Description: Specifies the resource ID of the private DNS zone for Azure Storage dfs endpoints. Not required if DNS A-records get created via Azue Policy.

Type: `string`

Default: `""`

### [private\_dns\_zone\_id\_open\_ai](#input\_private\_dns\_zone\_id\_open\_ai)

Description: Specifies the resource ID of the private DNS zone for Azure Open AI. Not required if DNS A-records get created via Azure Policy.

Type: `string`

Default: `""`

### [private\_dns\_zone\_id\_search\_service](#input\_private\_dns\_zone\_id\_search\_service)

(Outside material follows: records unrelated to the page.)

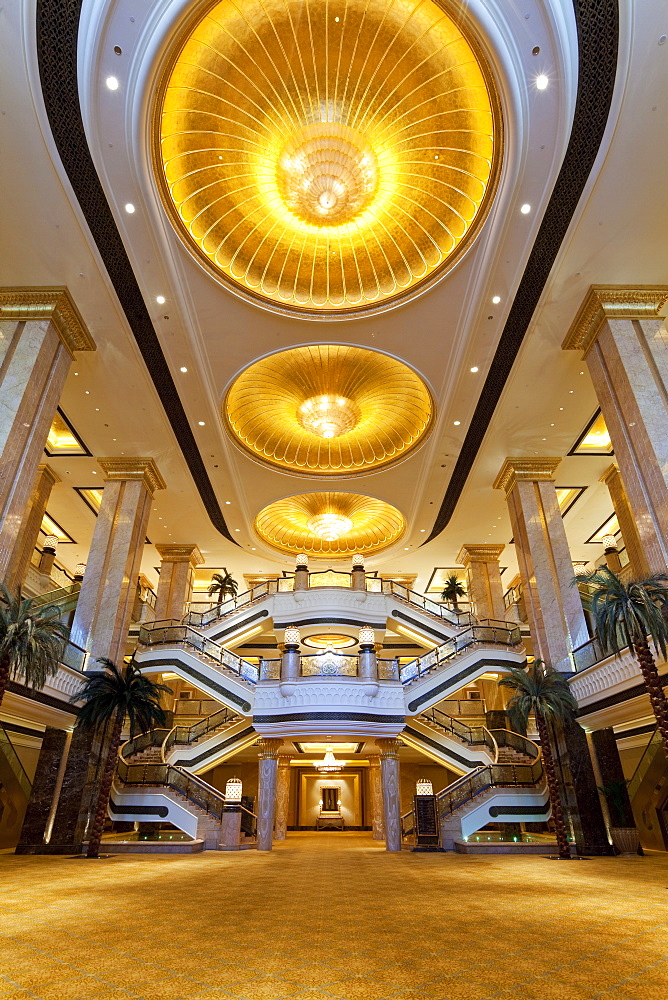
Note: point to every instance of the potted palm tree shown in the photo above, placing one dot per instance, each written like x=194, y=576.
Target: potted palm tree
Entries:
x=110, y=696
x=452, y=591
x=629, y=615
x=223, y=585
x=32, y=641
x=542, y=692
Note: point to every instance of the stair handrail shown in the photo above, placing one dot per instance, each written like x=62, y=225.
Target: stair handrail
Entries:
x=158, y=633
x=489, y=631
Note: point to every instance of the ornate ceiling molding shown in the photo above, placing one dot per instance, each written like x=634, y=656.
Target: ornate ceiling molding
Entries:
x=612, y=302
x=54, y=304
x=527, y=470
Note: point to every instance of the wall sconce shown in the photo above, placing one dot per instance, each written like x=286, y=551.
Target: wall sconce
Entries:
x=233, y=789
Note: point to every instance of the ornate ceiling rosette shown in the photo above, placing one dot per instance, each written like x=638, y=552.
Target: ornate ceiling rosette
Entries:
x=329, y=525
x=328, y=409
x=327, y=156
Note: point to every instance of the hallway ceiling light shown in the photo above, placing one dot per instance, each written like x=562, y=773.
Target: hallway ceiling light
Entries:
x=345, y=523
x=299, y=175
x=328, y=409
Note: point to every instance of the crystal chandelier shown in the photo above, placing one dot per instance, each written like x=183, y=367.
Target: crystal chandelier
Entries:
x=330, y=526
x=329, y=763
x=328, y=416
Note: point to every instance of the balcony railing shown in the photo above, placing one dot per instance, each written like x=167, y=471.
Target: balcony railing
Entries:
x=163, y=634
x=497, y=633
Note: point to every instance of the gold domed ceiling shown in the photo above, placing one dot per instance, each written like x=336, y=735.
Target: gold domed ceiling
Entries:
x=327, y=156
x=329, y=525
x=328, y=409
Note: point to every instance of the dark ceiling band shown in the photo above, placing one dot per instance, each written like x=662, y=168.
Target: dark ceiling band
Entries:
x=57, y=34
x=598, y=33
x=598, y=28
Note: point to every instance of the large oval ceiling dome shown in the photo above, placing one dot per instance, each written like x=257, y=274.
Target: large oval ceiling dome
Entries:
x=326, y=156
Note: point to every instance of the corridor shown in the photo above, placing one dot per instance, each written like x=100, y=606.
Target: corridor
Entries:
x=332, y=916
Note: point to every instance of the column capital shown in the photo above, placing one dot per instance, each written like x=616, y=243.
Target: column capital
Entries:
x=55, y=304
x=478, y=553
x=531, y=470
x=143, y=469
x=612, y=302
x=180, y=553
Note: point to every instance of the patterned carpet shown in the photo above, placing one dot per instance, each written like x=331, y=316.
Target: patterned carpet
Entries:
x=333, y=916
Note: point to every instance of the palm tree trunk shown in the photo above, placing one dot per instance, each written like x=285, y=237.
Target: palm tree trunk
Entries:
x=654, y=687
x=4, y=676
x=105, y=790
x=553, y=787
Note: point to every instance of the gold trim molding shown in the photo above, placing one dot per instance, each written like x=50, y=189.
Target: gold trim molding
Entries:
x=479, y=553
x=54, y=304
x=125, y=469
x=527, y=470
x=180, y=553
x=612, y=302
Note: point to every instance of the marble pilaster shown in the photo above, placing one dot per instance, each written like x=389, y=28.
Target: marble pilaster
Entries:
x=40, y=329
x=481, y=563
x=26, y=540
x=389, y=769
x=266, y=798
x=282, y=798
x=376, y=798
x=625, y=347
x=177, y=568
x=553, y=605
x=104, y=608
x=627, y=525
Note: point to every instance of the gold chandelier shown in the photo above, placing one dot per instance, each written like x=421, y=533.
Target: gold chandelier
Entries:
x=329, y=525
x=328, y=410
x=327, y=157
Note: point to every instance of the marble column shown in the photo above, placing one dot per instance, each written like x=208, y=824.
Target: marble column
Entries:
x=376, y=799
x=481, y=563
x=627, y=525
x=104, y=608
x=553, y=605
x=266, y=795
x=625, y=347
x=40, y=329
x=27, y=537
x=177, y=568
x=282, y=798
x=389, y=769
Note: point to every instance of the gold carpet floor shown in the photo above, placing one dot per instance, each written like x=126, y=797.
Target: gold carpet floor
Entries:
x=333, y=917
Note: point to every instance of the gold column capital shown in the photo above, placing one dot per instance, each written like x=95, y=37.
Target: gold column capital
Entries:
x=612, y=302
x=143, y=469
x=181, y=553
x=54, y=304
x=531, y=470
x=478, y=553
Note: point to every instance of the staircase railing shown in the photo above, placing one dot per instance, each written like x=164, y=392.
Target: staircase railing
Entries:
x=488, y=632
x=159, y=634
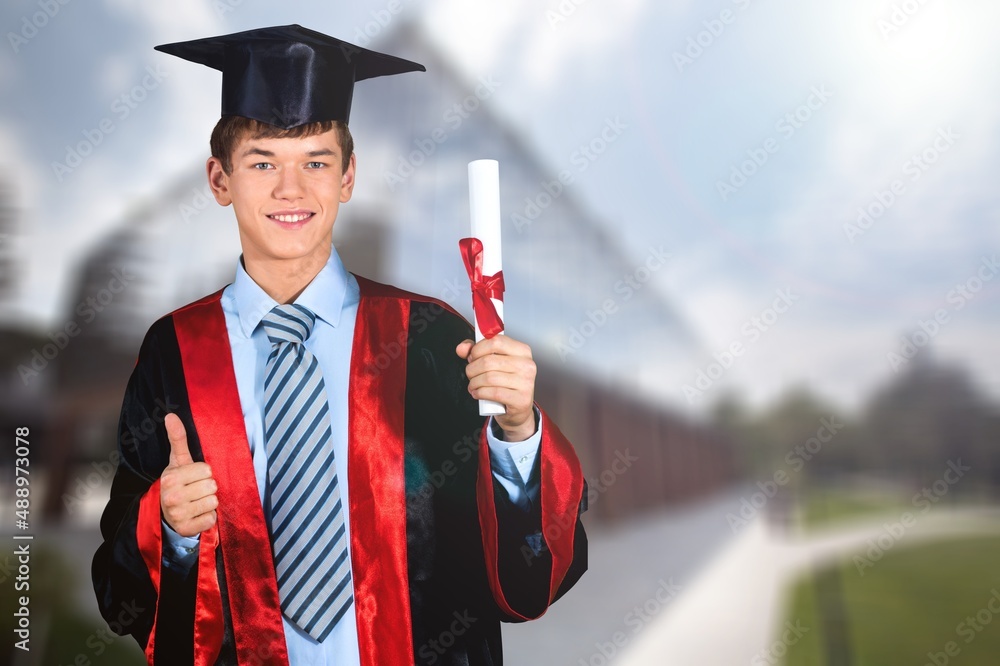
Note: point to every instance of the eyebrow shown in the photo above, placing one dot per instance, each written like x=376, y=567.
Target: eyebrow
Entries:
x=267, y=153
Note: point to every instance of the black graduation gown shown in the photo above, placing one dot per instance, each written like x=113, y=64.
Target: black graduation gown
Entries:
x=440, y=555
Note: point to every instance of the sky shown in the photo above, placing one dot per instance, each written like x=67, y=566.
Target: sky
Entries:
x=822, y=174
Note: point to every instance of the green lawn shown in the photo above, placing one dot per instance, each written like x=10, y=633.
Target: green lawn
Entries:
x=824, y=508
x=912, y=602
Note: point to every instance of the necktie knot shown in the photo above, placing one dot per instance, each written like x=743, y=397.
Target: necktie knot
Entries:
x=288, y=323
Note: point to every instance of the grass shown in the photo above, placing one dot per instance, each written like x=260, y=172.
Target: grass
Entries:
x=825, y=508
x=913, y=602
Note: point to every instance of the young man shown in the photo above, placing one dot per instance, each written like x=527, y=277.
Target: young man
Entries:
x=321, y=488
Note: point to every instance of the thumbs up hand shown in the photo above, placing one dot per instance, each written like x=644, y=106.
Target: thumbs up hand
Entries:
x=187, y=489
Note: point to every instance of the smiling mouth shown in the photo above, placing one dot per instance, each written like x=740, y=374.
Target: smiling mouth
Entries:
x=294, y=219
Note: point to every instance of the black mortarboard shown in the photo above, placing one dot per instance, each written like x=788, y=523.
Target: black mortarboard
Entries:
x=288, y=75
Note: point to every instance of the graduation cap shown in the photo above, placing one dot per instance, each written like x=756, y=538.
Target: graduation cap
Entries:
x=288, y=75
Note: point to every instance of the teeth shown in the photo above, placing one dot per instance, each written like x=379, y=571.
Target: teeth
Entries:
x=291, y=218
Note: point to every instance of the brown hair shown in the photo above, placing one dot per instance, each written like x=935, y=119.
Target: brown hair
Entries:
x=230, y=130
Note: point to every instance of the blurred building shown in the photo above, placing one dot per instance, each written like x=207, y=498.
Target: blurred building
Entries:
x=410, y=208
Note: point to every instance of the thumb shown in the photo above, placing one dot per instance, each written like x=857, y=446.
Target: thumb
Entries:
x=179, y=453
x=463, y=348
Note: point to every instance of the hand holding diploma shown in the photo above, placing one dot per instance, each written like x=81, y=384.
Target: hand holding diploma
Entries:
x=501, y=372
x=501, y=369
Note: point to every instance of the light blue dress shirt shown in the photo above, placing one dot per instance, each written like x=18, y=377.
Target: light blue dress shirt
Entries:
x=333, y=296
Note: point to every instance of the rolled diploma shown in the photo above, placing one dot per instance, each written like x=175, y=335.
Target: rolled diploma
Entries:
x=484, y=204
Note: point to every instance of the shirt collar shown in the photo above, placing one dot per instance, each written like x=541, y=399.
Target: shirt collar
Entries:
x=324, y=295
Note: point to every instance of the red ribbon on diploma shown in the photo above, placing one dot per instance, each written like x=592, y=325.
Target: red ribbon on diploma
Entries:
x=484, y=287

Description: Specifies the resource ID of the private DNS zone for Azure Cognitive Search endpoints. Not required if DNS A-records get created via Azure Policy.

Type: `string`

Default: `""`

### [private\_dns\_zone\_id\_vault](#input\_private\_dns\_zone\_id\_vault)

Description: Specifies the resource ID of the private DNS zone for Azure Key Vault. Not required if DNS A-records get created via Azure Policy.

Type: `string`

Default: `""`

### [service\_principal\_name\_terraform\_plan](#input\_service\_principal\_name\_terraform\_plan)

Description: Specifies the name of the service principal used for the Terraform plan in PRs.

Type: `string`

Default: `""`

### [tags](#input\_tags)

Description: Specifies the tags that you want to apply to all resources.

Type: `map(string)`

Default: `{}`

### [zone\_redundancy\_enabled](#input\_zone\_redundancy\_enabled)

Description: Specifies whether zone-redundancy should be enabled for all resources.

Type: `bool`

Default: `true`

## Outputs

The following outputs are exported:

### [databricks\_account\_id](#output\_databricks\_account\_id)

Description: Specifies the account id of Databricks.

### [databricks\_network\_connectivity\_config\_id](#output\_databricks\_network\_connectivity\_config\_id)

Description: Specifies the id of the network connectivity config.

## License

[MIT License](/LICENSE)

## Contributing

This project accepts public contributions. Please use issues, pull requests and the discussins feature in case you have any questions or want to enhance this module.